Tuesday, September 23, 2008

Ramen noodles and Revlation!

I was sitting in the kitchen with Becca on Sunday night. We were eating Ramen noodles and both some what in need of some revelation....

We were both in this state of weariness. We had a busy weekend with another up and coming. It was good though, RIGHT? I mean we were doing stuff for Jesus, "advancing" his kingdom. Trying to be perfect for our daddy. Trying to do things the right way. Doing our best to be perfect so that we might make him smile.

Then with a bite of Ramen noodles came some revelation!

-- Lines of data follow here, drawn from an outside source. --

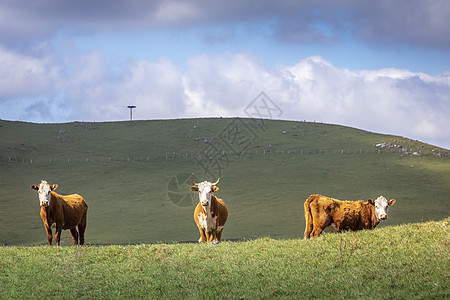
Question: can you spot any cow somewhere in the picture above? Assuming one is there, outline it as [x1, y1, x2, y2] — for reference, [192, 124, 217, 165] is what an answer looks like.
[31, 180, 88, 246]
[191, 178, 228, 244]
[303, 195, 396, 239]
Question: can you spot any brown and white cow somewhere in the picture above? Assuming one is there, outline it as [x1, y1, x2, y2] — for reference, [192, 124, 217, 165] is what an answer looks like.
[304, 195, 395, 239]
[31, 180, 88, 246]
[191, 178, 228, 243]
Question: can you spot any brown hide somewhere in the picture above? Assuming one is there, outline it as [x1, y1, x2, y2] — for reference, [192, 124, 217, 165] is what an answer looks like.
[41, 192, 88, 246]
[194, 194, 228, 242]
[304, 195, 380, 239]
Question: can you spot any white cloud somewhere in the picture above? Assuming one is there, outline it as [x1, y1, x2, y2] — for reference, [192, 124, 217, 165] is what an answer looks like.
[0, 51, 450, 148]
[0, 47, 61, 101]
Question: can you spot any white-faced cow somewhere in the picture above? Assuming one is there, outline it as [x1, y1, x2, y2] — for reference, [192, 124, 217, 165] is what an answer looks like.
[304, 195, 395, 239]
[191, 179, 228, 243]
[31, 180, 88, 246]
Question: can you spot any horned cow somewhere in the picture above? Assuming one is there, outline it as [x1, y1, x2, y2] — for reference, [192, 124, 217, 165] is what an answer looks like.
[304, 195, 396, 239]
[191, 179, 228, 243]
[31, 180, 88, 246]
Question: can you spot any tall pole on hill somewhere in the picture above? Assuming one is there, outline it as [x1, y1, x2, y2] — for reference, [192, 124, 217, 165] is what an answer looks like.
[127, 105, 136, 126]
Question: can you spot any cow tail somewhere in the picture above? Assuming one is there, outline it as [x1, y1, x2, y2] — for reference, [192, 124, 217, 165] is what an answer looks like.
[303, 195, 316, 239]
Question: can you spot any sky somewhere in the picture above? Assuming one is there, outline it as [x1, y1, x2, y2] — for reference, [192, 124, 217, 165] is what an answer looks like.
[0, 0, 450, 149]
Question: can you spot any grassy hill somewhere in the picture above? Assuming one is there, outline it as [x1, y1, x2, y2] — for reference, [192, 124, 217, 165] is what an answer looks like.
[0, 218, 450, 299]
[0, 118, 450, 245]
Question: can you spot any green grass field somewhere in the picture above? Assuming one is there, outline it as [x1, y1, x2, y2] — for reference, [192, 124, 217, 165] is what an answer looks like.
[0, 118, 450, 245]
[0, 218, 450, 299]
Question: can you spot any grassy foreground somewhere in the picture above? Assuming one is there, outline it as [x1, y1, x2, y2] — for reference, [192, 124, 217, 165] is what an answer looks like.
[0, 218, 450, 299]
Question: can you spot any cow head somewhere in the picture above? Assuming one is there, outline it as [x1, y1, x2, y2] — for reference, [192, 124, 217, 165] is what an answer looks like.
[31, 180, 58, 207]
[368, 196, 395, 220]
[191, 178, 220, 211]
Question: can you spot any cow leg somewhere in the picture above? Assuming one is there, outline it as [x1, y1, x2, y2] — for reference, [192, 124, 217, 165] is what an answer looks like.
[208, 229, 217, 242]
[70, 227, 78, 245]
[55, 223, 62, 246]
[216, 228, 223, 242]
[45, 226, 53, 246]
[78, 213, 87, 245]
[198, 226, 206, 243]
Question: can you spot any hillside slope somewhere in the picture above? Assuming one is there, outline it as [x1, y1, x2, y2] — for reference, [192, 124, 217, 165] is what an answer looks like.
[0, 218, 450, 299]
[0, 118, 450, 245]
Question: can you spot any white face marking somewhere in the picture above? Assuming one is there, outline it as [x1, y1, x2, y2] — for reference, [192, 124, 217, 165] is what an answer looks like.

Jesus has never asked us to be perfect! He actually doesn't want us to be. If we were all perfect then what would we need Him for? Jesus loves showing us how kind he is, he LOVES it when he gets to pick me up after I have fallen down.
I remember when I first learned how to ride a bike. My dad would walk behind me holding on to the back of my seat, gently, just enough to hold me up. Then he would let go for only a second without me knowing. Then he would let go again and tell me. Whenever I thought that I was alone I would begin to fall, but he would catch me! Even though I couldn't see Him he was there. He was standing right behind me encouraging me the whole time, and when I did fall it was his pleasure to pick me up dust me off give me a bad-aid and a kiss and tell me "It's Okay! Keep Trying!". I knew that He would still stand beside me even when he wasn't holding the seat. He didn't expect me to jump on and ride 5 miles. He just wanted me to do my best. Even if in doing my best he had to pick me up and dust me off five hundred times!
He was okay with that. He enjoyed watching the smile that spread from ear to ear the first time I rode to the stop sign and then back for the first time by myself! It filled his heart with joy. He knew that I would still mess up but that didn't stop him from enjoying every moment of it!
That white bicycle with colorful hearts all over and a purple seat received many of its scratches and dents that first time my dad took off those pink training wheels but that didn't stop me either. I kept getting back on and with practice and encouragement I got the hang of it.

It may have taken me a little longer than my older sister who would ride circles around me with her much bigger bike, but eventually I caught on.

We may not have it down but that is okay! Jesus doesn't want us to be perfect he wants us to have to depend on him. He wants us know how much we need his mercy, grace, and love! He wants us to one day be able to ride around the block but for now I feel like he is saying that he wants us to delight in this season of him teaching and encouraging us! We will never be perfect, and of coarse we will be frustrated because with the training wheels on we could already ride to the stop sign. But now He is trying to show us a better way, the question is will we allow Him to walk beside us and encourage us or will we insist on doing it ourselves?

I guess that I need to go low.
As I fall down I realize how badly it is that I really do need Him! He is my daddy. He understands me better than anyone and He loves me like I am!

I don't know why I ever ran from him now! He is so good! HE DOESN'T WANT ME TO BE PERFECT! JUST TO BE WILLING TO LET HIM HELP ME UP WHEN I FALL!

Yell that at the top of your lungs! Its liberating!
Sorry that it is so long!

Best bite of Ramen noodles that I have EVER had!